JAKARTA — Politisi senior Partai Golkar, Ridwan Hisjam, menegaskan dukungannya terhadap wacana pengembalian mekanisme pemilihan kepala daerah (Pilkada) melalui Dewan Perwakilan Rakyat Daerah (DPRD). Menurutnya, mekanisme ini bukan kemunduran demokrasi, melainkan langkah yang selaras dengan Pancasila dan nilai-nilai religius.
Dalam sebuah diskusi publik yang beredar di media sosial, Ridwan menekankan bahwa Pilkada melalui DPRD merupakan implementasi nyata dari Sila Keempat Pancasila: Kerakyatan yang dipimpin oleh hikmat kebijaksanaan dalam permusyawaratan perwakilan.
”Sila tersebut mengandung dimensi spiritual dan etis yang dalam. Ini menuntut para wakil rakyat untuk mengambil keputusan dengan tanggung jawab moral, bukan semata-mata berdasarkan kepentingan politik sesaat,” ujar Ridwan, dikutip pada [Hari/Tanggal Hari Ini].
Demokrasi Berbasis Musyawarah
Ridwan menjelaskan bahwa demokrasi Indonesia sejatinya tidak dibangun di atas prinsip “suara terbanyak” (voting) semata, melainkan pada nilai musyawarah. Nilai ini, menurutnya, berakar kuat pada tradisi keagamaan dan budaya bangsa.
”Dalam banyak ajaran agama, musyawarah atau syura adalah jalan utama menentukan kepemimpinan agar lahir keputusan yang adil dan membawa kemaslahatan,” jelasnya.
Ia menilai, praktik Pilkada langsung yang berjalan sejak era reformasi adalah dinamika pasca-amandemen konstitusi. Namun, ia memandang mekanisme tersebut belum sepenuhnya mencerminkan cita-cita pendiri bangsa yang menginginkan demokrasi berjiwa Pancasila dan berlandaskan Ketuhanan Yang Maha Esa.
”Pancasila adalah sumber dari segala sumber hukum.

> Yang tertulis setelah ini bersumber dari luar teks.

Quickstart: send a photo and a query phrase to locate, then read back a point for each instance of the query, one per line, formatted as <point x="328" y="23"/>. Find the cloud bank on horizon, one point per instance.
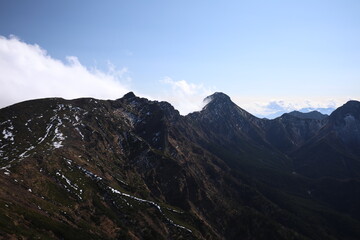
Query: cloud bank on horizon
<point x="28" y="72"/>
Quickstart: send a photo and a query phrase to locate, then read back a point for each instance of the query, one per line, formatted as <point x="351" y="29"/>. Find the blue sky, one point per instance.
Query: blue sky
<point x="295" y="53"/>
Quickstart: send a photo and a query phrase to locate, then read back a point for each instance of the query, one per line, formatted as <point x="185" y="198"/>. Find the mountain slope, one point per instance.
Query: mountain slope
<point x="137" y="169"/>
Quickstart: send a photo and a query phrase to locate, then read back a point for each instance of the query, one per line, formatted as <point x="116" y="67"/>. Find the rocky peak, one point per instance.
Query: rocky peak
<point x="315" y="115"/>
<point x="129" y="95"/>
<point x="218" y="98"/>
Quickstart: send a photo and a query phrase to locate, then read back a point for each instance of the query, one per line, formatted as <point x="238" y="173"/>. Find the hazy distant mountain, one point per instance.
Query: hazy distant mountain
<point x="137" y="169"/>
<point x="324" y="111"/>
<point x="308" y="115"/>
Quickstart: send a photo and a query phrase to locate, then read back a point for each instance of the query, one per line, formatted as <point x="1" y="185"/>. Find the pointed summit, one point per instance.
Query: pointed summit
<point x="218" y="100"/>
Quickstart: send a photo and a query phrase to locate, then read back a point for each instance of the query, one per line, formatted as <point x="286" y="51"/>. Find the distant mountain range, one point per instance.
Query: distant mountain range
<point x="136" y="169"/>
<point x="324" y="111"/>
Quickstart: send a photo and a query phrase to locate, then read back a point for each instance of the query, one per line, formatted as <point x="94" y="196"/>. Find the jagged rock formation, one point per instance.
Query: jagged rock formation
<point x="137" y="169"/>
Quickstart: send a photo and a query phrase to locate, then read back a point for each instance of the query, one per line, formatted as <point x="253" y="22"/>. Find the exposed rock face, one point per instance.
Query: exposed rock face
<point x="137" y="169"/>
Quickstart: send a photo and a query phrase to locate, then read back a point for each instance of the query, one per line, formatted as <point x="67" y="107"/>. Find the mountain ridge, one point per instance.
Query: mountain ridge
<point x="136" y="169"/>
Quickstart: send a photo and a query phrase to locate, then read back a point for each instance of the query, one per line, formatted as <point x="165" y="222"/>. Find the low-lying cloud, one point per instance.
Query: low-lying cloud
<point x="28" y="72"/>
<point x="184" y="96"/>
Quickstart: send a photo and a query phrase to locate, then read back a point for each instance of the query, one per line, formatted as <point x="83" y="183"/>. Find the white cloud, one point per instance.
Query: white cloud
<point x="28" y="72"/>
<point x="185" y="97"/>
<point x="266" y="107"/>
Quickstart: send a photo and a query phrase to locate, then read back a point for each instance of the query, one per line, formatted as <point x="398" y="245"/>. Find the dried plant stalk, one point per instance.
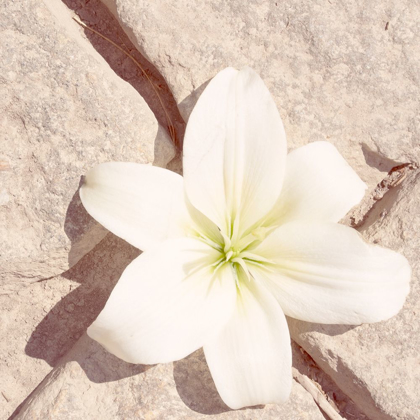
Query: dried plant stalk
<point x="170" y="126"/>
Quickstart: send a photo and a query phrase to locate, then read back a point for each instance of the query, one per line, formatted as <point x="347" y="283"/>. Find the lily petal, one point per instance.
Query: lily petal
<point x="234" y="143"/>
<point x="142" y="204"/>
<point x="250" y="360"/>
<point x="326" y="273"/>
<point x="166" y="305"/>
<point x="319" y="185"/>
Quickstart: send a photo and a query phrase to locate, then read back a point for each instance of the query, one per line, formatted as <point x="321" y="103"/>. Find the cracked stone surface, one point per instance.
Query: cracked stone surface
<point x="91" y="383"/>
<point x="43" y="320"/>
<point x="378" y="365"/>
<point x="87" y="381"/>
<point x="62" y="110"/>
<point x="346" y="72"/>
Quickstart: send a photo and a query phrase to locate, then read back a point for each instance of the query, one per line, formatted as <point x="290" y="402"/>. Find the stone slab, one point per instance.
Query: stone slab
<point x="62" y="110"/>
<point x="378" y="365"/>
<point x="346" y="72"/>
<point x="42" y="321"/>
<point x="91" y="383"/>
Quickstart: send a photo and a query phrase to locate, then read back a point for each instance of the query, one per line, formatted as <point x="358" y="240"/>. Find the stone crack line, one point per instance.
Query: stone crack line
<point x="330" y="398"/>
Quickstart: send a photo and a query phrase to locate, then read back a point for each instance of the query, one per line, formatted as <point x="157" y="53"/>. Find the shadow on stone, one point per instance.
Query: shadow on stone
<point x="95" y="275"/>
<point x="99" y="365"/>
<point x="195" y="385"/>
<point x="94" y="14"/>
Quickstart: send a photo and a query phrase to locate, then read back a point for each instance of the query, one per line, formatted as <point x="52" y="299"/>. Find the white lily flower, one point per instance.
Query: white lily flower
<point x="247" y="236"/>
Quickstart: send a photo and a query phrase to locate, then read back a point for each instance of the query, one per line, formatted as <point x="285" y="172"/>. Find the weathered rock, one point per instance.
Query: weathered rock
<point x="62" y="110"/>
<point x="91" y="383"/>
<point x="345" y="72"/>
<point x="42" y="321"/>
<point x="378" y="365"/>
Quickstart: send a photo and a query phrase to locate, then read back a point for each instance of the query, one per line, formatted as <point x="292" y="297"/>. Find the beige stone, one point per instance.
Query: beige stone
<point x="342" y="72"/>
<point x="62" y="110"/>
<point x="42" y="321"/>
<point x="378" y="365"/>
<point x="91" y="383"/>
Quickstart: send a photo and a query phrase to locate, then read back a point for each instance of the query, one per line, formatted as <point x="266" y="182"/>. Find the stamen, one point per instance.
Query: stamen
<point x="241" y="262"/>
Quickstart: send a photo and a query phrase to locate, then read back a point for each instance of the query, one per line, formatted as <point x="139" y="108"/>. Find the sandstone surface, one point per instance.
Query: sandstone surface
<point x="42" y="321"/>
<point x="378" y="365"/>
<point x="62" y="110"/>
<point x="346" y="72"/>
<point x="91" y="383"/>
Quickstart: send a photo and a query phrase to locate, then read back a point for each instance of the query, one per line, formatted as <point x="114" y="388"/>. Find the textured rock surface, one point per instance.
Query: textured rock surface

Di atas konstitusi dan undang-undang, Pancasila mengajarkan bahwa kekuasaan adalah amanah yang kelak dipertanggungjawabkan kepada Tuhan,” tegasnya.
Bukan Pengingkaran Kedaulatan Rakyat
Menanggapi kekhawatiran publik, Ridwan membantah anggapan bahwa Pilkada via DPRD adalah pengingkaran kedaulatan rakyat. Sebaliknya, ia menyebut hal itu sebagai upaya menempatkan kedaulatan dalam bingkai etika dan kebijaksanaan kolektif wakil rakyat yang sah.
Terkait potensi penolakan masyarakat, Ridwan mengingatkan bahwa kebijakan negara tidak boleh hanya didasarkan pada tekanan opini atau survei popularitas.
”Dalam agama, tidak semua yang ramai disukai manusia itu membawa kebaikan. Negara harus berani mengambil jalan yang lurus selama sesuai dengan nilai dasar dan konstitusi,” imbuhnya.
Sebagai referensi, Ridwan membandingkan pengalamannya saat mengikuti Pilkada Jawa Timur 2003 (sistem DPRD) dan Pilkada 2008 (sistem langsung). Ia menegaskan, meski keduanya sah, sistem perwakilan lebih mencerminkan semangat gotong royong dan tanggung jawab moral khas demokrasi Indonesia.